Re: the big picture for index-only scans

From: Cédric Villemain <cedric(dot)villemain(dot)debian(at)gmail(dot)com>
To: Heikki Linnakangas <heikki(dot)linnakangas(at)enterprisedb(dot)com>
Cc: Simon Riggs <simon(at)2ndquadrant(dot)com>, Kevin Grittner <Kevin(dot)Grittner(at)wicourts(dot)gov>, Robert Haas <robertmhaas(at)gmail(dot)com>, pgsql-hackers <pgsql-hackers(at)postgresql(dot)org>
Subject: Re: the big picture for index-only scans
Date: 2011-05-11 09:51:20
Message-ID: BANLkTimeUEv0MZvGEC8jzotjCpZL9KqZqA@mail.gmail.com
Views: Raw Message | Whole Thread | Download mbox | Resend email
Thread:
Lists: pgsql-hackers

2011/5/11 Heikki Linnakangas <heikki(dot)linnakangas(at)enterprisedb(dot)com>:
> On 10.05.2011 20:15, Simon Riggs wrote:
>>
>> On Tue, May 10, 2011 at 5:17 PM, Kevin Grittner
>> <Kevin(dot)Grittner(at)wicourts(dot)gov>  wrote:
>>>
>>> Simon Riggs<simon(at)2ndQuadrant(dot)com>  wrote:
>>>
>>>> This topic has been discussed many times, yet I have never seen an
>>>> assessment that explains WHY we would want to do index-only scans.
>>>
>>> In databases with this feature, it's not too unusual for a query
>>> which uses just an index to run one or more orders of magnitude
>>> faster than a query which has to randomly access the heap for each
>>> index entry.  That seems like enough evidence of its possible value
>>> in PostgreSQL to proceed to the point where benchmarks become
>>> possible.  I'm assuming that, like all other features added as
>>> performance optimizations, it won't be committed until there are
>>> benchmarks showing the net benefit.
>>>
>>> As a thought experiment, picture the relative costs of scanning a
>>> portion of an index in index sequence, and being done, versus
>>> scanning a portion of an index in index sequence and jumping to a
>>> random heap access for each index entry as you go.
>>
>> I can picture that.
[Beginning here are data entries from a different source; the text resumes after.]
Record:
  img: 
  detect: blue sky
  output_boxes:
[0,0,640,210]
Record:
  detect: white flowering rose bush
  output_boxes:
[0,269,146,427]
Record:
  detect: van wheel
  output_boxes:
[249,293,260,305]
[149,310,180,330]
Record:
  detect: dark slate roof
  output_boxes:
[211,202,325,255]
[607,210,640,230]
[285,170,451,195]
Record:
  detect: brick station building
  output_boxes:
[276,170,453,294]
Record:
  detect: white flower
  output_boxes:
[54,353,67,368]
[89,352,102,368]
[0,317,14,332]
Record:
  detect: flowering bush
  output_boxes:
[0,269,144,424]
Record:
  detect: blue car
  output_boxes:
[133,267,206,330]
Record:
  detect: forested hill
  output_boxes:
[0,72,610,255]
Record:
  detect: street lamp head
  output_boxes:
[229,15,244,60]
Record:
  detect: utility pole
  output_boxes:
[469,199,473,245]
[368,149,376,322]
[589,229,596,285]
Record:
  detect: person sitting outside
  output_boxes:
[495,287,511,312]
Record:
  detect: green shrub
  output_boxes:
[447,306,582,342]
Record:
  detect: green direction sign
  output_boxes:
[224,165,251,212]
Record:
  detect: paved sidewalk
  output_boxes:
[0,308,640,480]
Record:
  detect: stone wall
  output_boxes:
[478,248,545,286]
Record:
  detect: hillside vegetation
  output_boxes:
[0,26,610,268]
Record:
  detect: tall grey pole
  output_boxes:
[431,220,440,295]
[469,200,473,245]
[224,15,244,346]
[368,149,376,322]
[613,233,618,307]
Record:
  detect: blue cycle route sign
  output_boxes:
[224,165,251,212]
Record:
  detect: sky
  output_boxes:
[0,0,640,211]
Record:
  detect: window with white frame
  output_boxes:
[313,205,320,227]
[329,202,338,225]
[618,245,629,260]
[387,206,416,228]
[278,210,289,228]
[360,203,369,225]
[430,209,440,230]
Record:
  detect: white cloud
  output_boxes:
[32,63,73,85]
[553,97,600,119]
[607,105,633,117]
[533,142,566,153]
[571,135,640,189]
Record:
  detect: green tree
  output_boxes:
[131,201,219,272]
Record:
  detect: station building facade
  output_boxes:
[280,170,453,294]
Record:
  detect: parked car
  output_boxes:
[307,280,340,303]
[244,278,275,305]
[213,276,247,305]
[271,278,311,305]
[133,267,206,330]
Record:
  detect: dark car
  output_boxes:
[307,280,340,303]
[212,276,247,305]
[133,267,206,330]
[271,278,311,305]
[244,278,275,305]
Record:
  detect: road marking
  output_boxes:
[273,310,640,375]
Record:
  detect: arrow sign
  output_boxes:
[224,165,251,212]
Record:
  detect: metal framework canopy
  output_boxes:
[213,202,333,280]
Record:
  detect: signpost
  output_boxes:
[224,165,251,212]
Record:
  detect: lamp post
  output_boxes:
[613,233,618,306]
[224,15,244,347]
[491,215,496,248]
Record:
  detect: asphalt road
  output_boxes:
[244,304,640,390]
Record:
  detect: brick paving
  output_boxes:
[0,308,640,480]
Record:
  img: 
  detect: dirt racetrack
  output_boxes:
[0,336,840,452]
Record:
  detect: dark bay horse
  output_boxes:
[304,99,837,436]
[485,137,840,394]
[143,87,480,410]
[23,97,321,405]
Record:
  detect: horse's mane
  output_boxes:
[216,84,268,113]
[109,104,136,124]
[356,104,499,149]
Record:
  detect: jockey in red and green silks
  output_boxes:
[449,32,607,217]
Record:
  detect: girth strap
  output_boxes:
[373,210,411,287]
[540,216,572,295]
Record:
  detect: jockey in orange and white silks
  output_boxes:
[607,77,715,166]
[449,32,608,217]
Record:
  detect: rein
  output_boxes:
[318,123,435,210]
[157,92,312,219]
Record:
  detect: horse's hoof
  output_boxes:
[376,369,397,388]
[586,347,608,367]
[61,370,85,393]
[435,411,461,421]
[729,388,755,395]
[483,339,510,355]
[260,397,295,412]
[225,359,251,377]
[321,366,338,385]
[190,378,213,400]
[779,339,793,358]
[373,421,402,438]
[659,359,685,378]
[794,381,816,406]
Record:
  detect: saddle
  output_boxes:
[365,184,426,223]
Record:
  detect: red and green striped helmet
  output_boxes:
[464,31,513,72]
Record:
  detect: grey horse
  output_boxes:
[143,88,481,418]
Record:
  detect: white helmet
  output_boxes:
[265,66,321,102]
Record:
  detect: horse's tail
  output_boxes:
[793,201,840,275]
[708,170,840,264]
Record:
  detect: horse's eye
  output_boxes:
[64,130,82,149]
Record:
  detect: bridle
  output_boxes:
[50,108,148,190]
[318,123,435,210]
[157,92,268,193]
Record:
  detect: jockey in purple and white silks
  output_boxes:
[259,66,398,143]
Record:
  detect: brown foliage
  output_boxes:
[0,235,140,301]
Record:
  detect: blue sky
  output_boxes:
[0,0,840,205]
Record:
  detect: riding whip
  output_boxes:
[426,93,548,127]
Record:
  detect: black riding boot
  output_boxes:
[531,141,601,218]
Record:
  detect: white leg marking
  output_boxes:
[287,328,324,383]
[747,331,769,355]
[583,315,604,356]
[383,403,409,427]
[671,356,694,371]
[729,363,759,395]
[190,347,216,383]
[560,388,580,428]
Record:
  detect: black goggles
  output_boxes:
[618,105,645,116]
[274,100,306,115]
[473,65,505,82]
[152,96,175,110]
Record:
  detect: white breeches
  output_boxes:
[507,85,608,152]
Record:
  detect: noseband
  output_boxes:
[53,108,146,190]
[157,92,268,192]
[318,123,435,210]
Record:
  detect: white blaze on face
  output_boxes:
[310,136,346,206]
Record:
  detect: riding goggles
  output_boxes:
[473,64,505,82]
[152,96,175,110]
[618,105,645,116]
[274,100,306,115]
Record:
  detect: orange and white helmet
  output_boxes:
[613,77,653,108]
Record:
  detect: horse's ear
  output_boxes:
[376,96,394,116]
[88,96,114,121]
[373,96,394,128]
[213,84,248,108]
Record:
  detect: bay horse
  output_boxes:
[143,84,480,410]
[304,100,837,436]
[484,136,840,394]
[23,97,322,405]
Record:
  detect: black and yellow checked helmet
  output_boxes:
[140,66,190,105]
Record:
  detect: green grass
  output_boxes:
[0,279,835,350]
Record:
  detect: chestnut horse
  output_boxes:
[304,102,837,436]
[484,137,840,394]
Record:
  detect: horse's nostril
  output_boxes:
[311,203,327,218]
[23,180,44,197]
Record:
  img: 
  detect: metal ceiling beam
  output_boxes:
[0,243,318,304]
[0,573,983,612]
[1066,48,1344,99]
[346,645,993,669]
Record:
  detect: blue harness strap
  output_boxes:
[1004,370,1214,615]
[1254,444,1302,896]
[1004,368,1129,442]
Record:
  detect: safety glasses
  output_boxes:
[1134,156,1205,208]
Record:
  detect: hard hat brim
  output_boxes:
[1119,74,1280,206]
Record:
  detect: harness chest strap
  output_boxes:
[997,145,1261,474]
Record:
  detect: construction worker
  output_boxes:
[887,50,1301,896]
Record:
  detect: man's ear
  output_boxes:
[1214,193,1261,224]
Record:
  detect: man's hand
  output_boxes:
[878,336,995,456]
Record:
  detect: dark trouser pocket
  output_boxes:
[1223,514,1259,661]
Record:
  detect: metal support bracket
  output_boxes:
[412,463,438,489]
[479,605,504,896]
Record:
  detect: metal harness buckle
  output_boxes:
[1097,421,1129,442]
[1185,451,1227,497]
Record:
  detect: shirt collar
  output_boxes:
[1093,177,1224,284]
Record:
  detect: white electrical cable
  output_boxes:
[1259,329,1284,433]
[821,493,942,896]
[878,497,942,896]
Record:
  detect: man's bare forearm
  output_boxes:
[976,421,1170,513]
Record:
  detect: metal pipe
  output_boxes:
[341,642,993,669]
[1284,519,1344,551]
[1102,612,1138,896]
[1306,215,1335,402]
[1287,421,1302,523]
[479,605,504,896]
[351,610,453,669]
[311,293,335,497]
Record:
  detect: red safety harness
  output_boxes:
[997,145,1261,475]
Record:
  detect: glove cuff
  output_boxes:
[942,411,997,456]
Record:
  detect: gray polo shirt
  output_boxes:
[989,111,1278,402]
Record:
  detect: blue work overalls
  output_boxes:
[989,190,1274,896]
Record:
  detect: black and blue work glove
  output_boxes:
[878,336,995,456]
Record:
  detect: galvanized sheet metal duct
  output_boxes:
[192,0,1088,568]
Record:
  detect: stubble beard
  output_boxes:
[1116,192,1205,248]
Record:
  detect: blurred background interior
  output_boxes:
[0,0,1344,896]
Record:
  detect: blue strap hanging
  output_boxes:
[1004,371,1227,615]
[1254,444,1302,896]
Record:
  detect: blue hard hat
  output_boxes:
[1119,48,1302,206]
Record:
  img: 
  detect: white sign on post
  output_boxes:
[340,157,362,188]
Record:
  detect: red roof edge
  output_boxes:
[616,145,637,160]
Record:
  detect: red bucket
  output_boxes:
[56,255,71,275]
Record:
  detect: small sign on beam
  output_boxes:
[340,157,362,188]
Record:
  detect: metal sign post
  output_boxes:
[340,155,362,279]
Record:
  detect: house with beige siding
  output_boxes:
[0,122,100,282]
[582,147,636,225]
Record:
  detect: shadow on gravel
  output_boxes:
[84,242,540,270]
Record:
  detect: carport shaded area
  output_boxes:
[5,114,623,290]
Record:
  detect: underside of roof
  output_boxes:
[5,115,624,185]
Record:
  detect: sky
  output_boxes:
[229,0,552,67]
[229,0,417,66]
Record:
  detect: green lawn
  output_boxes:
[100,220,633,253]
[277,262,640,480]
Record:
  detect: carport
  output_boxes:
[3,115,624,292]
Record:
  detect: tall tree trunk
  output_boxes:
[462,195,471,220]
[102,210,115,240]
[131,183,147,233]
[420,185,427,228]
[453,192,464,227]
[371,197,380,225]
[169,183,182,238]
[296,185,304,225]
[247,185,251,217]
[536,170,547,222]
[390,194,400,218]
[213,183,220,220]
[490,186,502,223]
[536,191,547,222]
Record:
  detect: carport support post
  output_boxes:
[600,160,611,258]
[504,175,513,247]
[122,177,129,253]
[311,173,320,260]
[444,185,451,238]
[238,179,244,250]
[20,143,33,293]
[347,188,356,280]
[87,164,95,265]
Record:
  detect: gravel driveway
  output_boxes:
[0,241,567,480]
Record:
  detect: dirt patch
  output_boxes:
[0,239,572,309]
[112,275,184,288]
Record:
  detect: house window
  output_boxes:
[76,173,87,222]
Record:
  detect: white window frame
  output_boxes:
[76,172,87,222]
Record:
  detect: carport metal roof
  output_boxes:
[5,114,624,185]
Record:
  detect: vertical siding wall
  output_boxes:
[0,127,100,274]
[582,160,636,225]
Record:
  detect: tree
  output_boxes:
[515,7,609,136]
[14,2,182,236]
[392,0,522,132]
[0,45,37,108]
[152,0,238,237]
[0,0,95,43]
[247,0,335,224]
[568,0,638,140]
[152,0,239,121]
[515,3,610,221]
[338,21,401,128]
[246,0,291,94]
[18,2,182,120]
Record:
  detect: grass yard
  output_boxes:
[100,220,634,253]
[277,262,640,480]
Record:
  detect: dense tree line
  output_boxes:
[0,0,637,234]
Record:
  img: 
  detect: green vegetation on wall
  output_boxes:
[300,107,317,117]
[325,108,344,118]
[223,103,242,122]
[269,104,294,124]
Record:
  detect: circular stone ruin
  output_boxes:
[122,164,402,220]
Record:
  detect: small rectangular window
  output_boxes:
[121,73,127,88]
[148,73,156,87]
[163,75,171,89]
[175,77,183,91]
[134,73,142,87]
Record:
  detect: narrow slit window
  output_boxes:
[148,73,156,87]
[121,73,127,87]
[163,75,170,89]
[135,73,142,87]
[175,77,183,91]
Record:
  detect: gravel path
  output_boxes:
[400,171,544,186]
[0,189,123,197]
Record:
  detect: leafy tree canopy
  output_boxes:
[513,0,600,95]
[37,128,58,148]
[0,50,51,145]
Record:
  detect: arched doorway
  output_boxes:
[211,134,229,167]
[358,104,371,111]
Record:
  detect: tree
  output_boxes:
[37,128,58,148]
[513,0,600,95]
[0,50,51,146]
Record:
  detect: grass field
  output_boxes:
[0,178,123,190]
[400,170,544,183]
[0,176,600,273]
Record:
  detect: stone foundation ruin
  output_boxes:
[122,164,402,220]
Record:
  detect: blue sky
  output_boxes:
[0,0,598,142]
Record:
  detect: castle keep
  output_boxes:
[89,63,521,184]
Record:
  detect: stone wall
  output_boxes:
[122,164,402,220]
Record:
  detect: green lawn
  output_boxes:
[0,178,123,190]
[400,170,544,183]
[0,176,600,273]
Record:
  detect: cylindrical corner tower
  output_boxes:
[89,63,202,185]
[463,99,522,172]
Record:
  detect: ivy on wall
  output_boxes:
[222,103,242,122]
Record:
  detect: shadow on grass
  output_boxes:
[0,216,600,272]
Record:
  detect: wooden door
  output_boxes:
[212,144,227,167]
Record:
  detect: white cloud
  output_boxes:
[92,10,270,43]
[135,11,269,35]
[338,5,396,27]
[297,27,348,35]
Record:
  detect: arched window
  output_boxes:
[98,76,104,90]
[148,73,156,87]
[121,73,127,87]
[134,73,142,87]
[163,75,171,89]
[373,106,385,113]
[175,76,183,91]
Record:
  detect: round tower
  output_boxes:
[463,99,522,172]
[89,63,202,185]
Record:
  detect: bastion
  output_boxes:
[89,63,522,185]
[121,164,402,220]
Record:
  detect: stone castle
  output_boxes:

Regrettably, I can also picture the accesses to
>> the visibility map, the maintenance operations on the VM that are
>> needed for this and the contention that both of those will cause.
>
> Note that we already have the visibility map, and the accesses needed to
> update it are already there. Granted, we'll have to change the logic
> slightly to make it crash safe, but I don't expect that to add any
> meaningful overhead - the changes are going to be where the bits are set,
> ie. vacuum, not when the bits are cleared. Granted, we might also want to
> set the bits more aggressively once they're used by index-only-scans. But
> done correctly, just taking advantage of the VM that's already there
> shouldn't add overhead to other operations.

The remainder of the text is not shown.